In letzter Zeit war es ja häufig so, dass 96 eben keinen Lauf hatte, und dann gegen Schalke punktete. Vielleicht ist es ja nun mal andersrum.

Was Schalke entgegenzusetzen hat ist kaum zu beantworten, weil das wöchentlich wechselt. Schalke hat in dieser Saison schon 0:2 Rückstände aufgeholt und Teamgeist bewiesen. Sie haben schon gekämpft und gut gekontert, sie haben schon starke Spielzüge kreiert und sich Chancen selbst erschaffen. Und dann waren sie wieder leblos. Und träge. Und unkreativ. Ich erwarte nichts mehr, ich hoffe nur noch.

Was erwartet man sich auf Schalke vom jungen Draxler? Ist er wirklich das Schalker Jahrhunderttalent?

Was „man“ erwartet ist wohl dasselbe, was man überall von jungen Eigengewächsen erwartet. Er soll spielen, sich zeigen dürfen, erfolgreich sein und wenn er das ist, Zeit seines Lebens auf Schalke bleiben. Wie gut er ist kann ich nicht beurteilen. Ich habe ihn tatsächlich bislang nur die 7 Minuten gegen Hamburg spielen sehen.

Wer ist Favorit am Samstag?

Hannover selbstverständlich. Ein Heimspiel des Tabellenzweiten gegen den Elften. Dass Schalke dabei nichts zu verlieren hätte, würde ich allerdings nicht sagen.

Das ist wohl richtig. Wie endet das Spiel?

Weiß ich nicht. Zum Glück. Also werde ich in die Kneipe meines Vertrauens gehen, bei Mettbrötchen und Pils der Dinge harren und mir vom älteren Herren neben mir die neusten Anekdoten aus dem Amateurfußball erzählen lassen.

Klingt nach einem guten Plan.

Zwei Fragen zu deinem vor knapp drei Monaten geschlossenen Blog müssen noch gestattet sein.
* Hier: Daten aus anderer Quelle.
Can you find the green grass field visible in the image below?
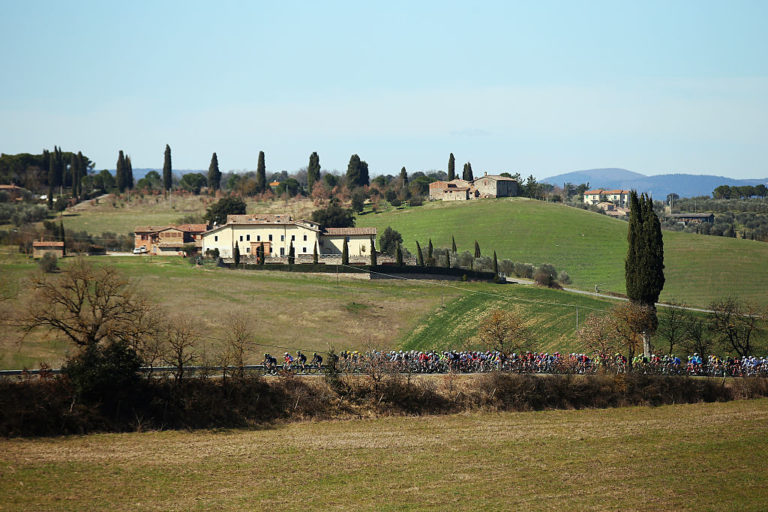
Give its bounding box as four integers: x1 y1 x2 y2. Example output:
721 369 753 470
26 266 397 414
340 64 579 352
56 195 313 235
0 399 768 511
0 253 624 368
357 198 768 306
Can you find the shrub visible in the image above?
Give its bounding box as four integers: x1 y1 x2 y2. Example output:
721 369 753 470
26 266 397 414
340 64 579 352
62 341 141 403
533 263 557 288
515 263 533 279
38 252 59 274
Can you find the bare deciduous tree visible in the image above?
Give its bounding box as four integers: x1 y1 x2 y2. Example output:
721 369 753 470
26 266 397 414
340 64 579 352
16 258 154 347
164 316 200 382
709 298 766 356
656 304 691 354
577 314 620 355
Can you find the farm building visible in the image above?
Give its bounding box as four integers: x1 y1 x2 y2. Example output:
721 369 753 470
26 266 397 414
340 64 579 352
669 213 715 226
429 173 518 201
134 224 208 256
32 241 64 259
584 188 629 208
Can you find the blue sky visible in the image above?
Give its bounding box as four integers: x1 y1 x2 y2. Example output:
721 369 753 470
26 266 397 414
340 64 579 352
0 0 768 178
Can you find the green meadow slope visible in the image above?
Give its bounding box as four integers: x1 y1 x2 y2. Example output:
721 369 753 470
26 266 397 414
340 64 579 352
0 252 611 368
357 198 768 306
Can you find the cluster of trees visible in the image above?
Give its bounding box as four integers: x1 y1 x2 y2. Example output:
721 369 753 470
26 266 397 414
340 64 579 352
378 226 571 288
712 183 768 199
13 258 255 386
577 298 768 357
664 194 768 242
0 146 94 197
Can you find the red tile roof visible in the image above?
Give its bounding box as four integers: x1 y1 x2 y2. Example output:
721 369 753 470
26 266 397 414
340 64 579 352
323 228 376 236
584 188 629 196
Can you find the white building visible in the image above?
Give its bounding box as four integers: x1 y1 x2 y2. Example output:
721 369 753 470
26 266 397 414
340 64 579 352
203 214 376 259
584 188 629 208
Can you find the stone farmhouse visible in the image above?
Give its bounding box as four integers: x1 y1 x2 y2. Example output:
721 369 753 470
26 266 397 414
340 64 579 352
584 188 629 208
669 213 715 226
134 224 208 256
202 214 376 260
429 173 518 201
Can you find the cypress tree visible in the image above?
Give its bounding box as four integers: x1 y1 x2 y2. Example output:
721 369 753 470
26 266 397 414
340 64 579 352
115 149 125 192
256 151 269 192
59 220 67 256
371 237 378 267
461 162 475 181
48 153 56 210
208 152 221 194
125 155 133 190
347 154 369 188
67 153 77 192
163 144 173 194
416 240 424 267
624 191 665 355
307 151 320 194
Zum einen: fehlt dir das Bloggen oder genießt du einfach, dass du mehr Freizeit hast?

Zum anderen: dürfen deine Leser darauf hoffen, dass du wieder blogst? Gibt es Blog-Pläne für die Zukunft?

Es ging mir nicht um Freizeit, sondern um Freiheit. Ich hatte eine gewisse Schlagzahl und war davon überzeugt, dass es eben diese Regelmäßigkeit braucht, um ein erfolgreiches Blog zu führen. Wobei „erfolgreich“ natürlich eine Sache der Definition ist. Mir ging es stets um Kommunikation, um Feedback und um Austausch.

Ich hatte das Gefühl, dass die Leser am Werktag nach einem Spiel einen Beitrag von mir erwarten. Also habe ich das bedient. Auch nach Sonntagsspielen, oder nach Champions League-Spielen, in der Woche. Ich spürte Druck. Nicht tatsächlich von Außen, weil konkret niemand was verlangte, aber von innen, aus mir, was es nicht besser machte.

Aber ja, tatsächlich fehlt mir das Schreiben. Direkte Kommunikation funktioniert auch über Twitter, aber eine vielleicht mal vom allgemeinen Trend abweichende Meinung lässt sich in 140 Zeichen nicht differenziert darstellen. Twitter ist rau und auf den Punkt. Bloggen ist gefeilt – ab und an veredelt – farbig und kreativ. Völlig anders eben.

Ich vergleiche Bloggen gerne damit, sich an Speakers Corner, im Hyde Park zu London auf einen Tritt zu stellen und seine Meinung in die Welt zu schreien. Wer hinkommt interessiert sich, wer stehen bleibt hört zu, wer Antwortet schafft Austausch und Mehrwert. Twitter ist so als ginge man vor sich hin plaudernd über die volle Oxford Street. Ab und an geht jemand im Gleichschritt und erwidert was, ansonsten bekommen eine Handvoll Leute, eben die, die gerade zufällig in der (zeitlichen) Nähe sind, das Gequatsche mit und nehmen es zur Kenntnis, oder eben nicht. Ja, mir fehlt das Höckerchen zum Ausposaunen meiner Gedankengänge. Ich denke ich werde mit bald wieder eins zurechtrücken.

Sehr schön. Das wird viele Leser sicher freuen. Zum Abschluss noch die Königsblog-Spieltagsfrage: Wer wird am Samstag bei Schalke eingewechselt?

Ich bin einer der schlechtesten „Einwechselspieler-Raten“-Tipper überhaupt. José Jurado ist nicht dabei, vielleicht spielt  Draxler von Beginn an. Dann sollte Edu irgendwann eingewechselt werden. Defensiv spielt Kluge und wohl Rakitic, dann kommt Moritz irgendwann. Vielleicht tätsächlich noch mal Gavranovic, auf den hoffe ich persönlich schon lange und immer noch. Also: Edu, Moritz, Gavranovic.

Und bei Hannover? Unter Slomka sollte es einfacher sein und in der 60. Minute beginnen, so meine Erfahrung …

Da hat Slomka sich nicht verändert. Ich denken er wird heute Forssell, Lala und Eggimann einwechseln…

Vielen Dank Torsten für das ausführliche Interview. Ich freue mich auf ein hoffentlich schönes Fußballspiel und natürlich darauf, dass du dein Höckerchen zum Ausposaunen deiner Gedankengänge wieder zurechtrückst.